It's now official; the US Federal Reserve has enacted its fourth consecutive 75-basis-points rate hike, bringing its benchmark rate to the 3.75% - 4.00% range, which is the highest it has been since January of 2008.
The markets were expected to react quite mildly to the rate hike at first, due to it aligning with exactly what the market was forecasting for the past few weeks. Forecasts strengthened for another 75-basis-points (typically an outsized hike) after September's hotter-than-expected inflation reading that arrived in October.
The market soon turned choppy though, as US Federal Reserve Chairman Jerome Powell began to deliver his address that customarily follows an interest rate decision. Investors were intensely curious about this address as it is an opportunity to glean information about why the decision was made and how the bank is thinking about future hikes. What they were specifically looking out for included statements concerning the intensity and pace of rate hikes moving forward, concerns held for the state of the US economy, and responses to recent data drops.
Stocks actually spiked at the onset of Powell’s address, but quickly gave up gains when it became apparent that Powell is not seriously considering a slowdown in the pace of its rate hikes just yet, like that which has been seen in Canada and Australia. It will be interesting to see where US stocks head in November after recording huge bumps in October, which in part has been attributed to an expectation that the Fed might slow its pace. For one, The Dow Jones Industrial Average recorded its best month since 1976, climbing more than 13%. Powell noted that he expects to start talking about slowing the pace with his colleges within the next two meetings. The special note that it could be within the next ‘two’ meetings is what lent it a veil of non-urgency.

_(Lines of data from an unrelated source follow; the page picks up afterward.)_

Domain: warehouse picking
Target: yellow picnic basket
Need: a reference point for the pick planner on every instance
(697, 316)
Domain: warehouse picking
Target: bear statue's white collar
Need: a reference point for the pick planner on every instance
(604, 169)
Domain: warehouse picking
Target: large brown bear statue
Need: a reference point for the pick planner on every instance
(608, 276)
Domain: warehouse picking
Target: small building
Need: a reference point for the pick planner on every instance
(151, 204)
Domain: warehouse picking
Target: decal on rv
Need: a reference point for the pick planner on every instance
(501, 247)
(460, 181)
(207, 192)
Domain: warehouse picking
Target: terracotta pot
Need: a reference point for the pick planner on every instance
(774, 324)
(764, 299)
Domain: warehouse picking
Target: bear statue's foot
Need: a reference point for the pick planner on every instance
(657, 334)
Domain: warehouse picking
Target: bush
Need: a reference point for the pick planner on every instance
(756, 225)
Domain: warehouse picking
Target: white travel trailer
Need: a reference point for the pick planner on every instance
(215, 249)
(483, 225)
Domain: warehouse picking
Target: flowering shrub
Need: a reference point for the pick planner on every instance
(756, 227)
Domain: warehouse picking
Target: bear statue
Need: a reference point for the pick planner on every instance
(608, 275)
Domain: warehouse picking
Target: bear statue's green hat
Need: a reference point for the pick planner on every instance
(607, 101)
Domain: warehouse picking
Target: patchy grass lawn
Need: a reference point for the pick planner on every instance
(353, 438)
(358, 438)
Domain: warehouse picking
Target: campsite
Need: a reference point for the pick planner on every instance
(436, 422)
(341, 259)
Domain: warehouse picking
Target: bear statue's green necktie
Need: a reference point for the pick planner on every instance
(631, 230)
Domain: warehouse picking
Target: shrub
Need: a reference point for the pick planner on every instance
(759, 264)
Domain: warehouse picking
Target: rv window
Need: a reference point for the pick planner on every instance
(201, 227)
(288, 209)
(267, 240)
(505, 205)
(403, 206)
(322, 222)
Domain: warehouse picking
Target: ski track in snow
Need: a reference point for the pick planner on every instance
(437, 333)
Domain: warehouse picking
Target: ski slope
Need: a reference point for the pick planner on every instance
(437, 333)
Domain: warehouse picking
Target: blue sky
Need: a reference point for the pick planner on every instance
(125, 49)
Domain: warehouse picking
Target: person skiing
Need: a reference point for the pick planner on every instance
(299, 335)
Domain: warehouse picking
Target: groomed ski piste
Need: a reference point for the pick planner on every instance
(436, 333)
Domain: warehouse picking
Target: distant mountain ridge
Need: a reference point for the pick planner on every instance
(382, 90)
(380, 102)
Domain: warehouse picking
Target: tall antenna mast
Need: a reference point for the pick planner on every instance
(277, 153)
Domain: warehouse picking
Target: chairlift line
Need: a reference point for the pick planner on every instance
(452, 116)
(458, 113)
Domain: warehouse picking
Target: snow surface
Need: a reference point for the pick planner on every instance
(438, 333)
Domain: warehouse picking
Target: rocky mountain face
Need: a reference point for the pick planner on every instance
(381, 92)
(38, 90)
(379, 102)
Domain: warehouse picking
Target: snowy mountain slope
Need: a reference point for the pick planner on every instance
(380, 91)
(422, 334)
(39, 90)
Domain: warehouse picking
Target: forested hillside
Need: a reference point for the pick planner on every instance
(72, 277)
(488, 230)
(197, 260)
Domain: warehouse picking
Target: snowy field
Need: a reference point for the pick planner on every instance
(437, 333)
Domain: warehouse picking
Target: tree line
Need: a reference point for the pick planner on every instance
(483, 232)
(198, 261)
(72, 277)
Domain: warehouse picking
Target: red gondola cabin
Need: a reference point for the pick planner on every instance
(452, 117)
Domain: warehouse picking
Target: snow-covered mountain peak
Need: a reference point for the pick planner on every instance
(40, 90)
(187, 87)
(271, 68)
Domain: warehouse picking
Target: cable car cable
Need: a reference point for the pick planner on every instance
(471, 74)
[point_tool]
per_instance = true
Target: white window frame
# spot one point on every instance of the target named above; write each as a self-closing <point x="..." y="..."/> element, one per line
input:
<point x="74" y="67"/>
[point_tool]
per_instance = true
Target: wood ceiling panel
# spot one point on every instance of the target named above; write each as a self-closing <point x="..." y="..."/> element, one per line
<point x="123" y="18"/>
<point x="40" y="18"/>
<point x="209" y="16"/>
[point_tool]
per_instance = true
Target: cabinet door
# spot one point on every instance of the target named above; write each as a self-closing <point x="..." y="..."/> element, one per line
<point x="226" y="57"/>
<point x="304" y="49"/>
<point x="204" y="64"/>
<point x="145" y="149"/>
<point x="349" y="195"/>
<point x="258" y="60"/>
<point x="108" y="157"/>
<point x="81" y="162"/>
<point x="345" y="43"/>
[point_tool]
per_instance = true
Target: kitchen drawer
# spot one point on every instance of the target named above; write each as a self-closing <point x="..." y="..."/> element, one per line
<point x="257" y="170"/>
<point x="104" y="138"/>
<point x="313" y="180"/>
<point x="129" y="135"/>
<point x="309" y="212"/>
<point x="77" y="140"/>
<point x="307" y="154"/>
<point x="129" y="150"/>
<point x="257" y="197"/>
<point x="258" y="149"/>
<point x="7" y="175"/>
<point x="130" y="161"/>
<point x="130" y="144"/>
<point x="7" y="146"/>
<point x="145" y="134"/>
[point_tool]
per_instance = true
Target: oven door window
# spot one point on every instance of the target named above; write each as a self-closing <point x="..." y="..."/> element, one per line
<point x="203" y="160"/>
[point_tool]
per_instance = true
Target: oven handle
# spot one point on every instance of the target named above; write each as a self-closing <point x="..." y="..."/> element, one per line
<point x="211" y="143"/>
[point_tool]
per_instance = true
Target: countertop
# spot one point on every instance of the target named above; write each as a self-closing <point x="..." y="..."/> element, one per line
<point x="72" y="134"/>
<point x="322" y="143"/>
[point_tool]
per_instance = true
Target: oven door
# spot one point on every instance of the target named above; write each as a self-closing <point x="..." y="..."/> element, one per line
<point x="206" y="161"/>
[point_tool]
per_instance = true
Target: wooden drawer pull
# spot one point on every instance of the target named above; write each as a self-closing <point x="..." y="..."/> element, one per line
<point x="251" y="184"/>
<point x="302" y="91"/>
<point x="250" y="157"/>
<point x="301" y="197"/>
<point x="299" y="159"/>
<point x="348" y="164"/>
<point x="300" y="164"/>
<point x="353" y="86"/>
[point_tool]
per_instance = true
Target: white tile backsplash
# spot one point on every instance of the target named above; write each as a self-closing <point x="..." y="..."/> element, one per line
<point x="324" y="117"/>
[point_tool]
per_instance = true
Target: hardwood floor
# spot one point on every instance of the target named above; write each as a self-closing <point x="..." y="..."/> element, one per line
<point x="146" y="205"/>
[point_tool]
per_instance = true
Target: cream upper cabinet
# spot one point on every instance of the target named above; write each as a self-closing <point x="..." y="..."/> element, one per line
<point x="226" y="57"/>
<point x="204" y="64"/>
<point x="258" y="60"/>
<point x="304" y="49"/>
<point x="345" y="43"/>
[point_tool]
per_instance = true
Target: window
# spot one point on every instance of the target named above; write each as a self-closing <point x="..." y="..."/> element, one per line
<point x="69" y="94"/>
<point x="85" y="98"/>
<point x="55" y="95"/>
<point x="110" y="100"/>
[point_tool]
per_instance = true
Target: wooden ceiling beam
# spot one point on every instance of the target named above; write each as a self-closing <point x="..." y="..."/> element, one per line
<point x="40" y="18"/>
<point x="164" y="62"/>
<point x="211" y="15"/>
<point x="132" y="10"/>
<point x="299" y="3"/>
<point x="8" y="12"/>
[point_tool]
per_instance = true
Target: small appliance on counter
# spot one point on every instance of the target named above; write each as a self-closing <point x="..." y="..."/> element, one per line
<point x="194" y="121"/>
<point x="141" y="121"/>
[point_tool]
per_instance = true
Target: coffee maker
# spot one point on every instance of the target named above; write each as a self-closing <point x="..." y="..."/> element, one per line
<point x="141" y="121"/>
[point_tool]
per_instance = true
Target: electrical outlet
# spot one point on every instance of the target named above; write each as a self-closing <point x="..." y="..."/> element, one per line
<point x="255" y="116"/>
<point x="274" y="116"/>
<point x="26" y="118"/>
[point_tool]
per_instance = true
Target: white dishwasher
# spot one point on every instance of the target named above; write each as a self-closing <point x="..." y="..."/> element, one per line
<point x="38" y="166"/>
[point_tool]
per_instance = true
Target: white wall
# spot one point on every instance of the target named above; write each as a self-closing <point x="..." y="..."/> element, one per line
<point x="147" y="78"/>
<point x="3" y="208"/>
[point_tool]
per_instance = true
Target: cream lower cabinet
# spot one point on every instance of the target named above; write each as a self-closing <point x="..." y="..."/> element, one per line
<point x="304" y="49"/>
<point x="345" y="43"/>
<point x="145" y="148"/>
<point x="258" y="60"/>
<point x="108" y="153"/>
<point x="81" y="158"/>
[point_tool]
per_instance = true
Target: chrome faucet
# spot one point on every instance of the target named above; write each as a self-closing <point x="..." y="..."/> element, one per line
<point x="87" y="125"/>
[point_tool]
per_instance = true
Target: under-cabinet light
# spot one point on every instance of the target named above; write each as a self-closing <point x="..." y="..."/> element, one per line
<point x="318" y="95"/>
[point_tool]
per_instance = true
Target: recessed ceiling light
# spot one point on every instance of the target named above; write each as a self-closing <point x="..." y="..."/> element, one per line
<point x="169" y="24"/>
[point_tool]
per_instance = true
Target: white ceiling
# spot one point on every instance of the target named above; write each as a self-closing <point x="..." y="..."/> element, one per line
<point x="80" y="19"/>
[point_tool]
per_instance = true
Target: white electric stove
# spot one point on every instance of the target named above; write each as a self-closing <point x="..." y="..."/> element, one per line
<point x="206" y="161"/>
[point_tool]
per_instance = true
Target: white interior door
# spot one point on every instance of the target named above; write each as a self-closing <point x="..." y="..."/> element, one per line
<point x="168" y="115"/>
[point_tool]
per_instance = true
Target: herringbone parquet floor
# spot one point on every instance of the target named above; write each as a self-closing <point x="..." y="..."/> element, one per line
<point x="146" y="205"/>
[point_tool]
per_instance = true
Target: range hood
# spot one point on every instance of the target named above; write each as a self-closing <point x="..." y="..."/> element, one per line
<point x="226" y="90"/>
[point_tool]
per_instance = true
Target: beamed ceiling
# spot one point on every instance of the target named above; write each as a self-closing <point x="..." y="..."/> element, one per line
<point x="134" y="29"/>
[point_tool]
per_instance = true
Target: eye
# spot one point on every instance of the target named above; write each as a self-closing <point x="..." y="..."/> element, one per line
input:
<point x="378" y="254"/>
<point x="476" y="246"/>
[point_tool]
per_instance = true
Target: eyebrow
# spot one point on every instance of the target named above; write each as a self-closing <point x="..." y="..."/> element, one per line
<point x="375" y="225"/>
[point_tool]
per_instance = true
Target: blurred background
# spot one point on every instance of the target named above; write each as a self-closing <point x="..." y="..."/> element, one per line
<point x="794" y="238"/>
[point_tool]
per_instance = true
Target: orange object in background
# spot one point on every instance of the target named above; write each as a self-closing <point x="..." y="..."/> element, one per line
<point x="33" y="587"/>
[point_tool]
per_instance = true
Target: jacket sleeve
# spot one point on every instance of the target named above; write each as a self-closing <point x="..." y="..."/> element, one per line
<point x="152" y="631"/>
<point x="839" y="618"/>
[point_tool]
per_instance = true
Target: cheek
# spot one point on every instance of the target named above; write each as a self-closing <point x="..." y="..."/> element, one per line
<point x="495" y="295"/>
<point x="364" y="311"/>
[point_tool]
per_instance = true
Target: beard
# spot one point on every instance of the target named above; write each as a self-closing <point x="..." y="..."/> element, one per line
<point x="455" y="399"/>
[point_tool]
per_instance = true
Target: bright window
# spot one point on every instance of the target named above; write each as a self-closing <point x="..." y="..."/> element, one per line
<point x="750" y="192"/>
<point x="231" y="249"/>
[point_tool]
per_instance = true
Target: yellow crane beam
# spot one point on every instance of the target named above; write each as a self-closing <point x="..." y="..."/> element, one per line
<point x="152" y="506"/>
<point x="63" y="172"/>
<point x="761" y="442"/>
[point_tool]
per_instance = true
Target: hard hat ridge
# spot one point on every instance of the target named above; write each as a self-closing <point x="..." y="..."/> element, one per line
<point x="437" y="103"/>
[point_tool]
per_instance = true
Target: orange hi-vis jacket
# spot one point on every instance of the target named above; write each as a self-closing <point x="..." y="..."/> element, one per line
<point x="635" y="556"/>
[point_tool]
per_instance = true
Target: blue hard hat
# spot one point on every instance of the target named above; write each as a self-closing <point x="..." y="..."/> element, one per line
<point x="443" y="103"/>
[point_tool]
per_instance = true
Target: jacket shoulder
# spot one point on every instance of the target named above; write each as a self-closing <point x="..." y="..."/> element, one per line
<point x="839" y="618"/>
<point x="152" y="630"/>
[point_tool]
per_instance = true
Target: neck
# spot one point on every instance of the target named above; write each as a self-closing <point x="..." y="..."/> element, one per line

Perhaps the most important note of the address, Powell confirmed that the bank has revised up its expectation for peak interest rates from 4.6% to 5.0% after digesting the data that had been released in October. This note has helped put the US dollar index (DXY) back on track to its 20-year high of 114.00 recorded in September. Much like stocks, the DXY’s reaction reversed its direction drastically after the market caught wind of the Feds revised terminal rate. Before the reversal, the DXY was on its way down to 110.00, before spiking to almost 112.00.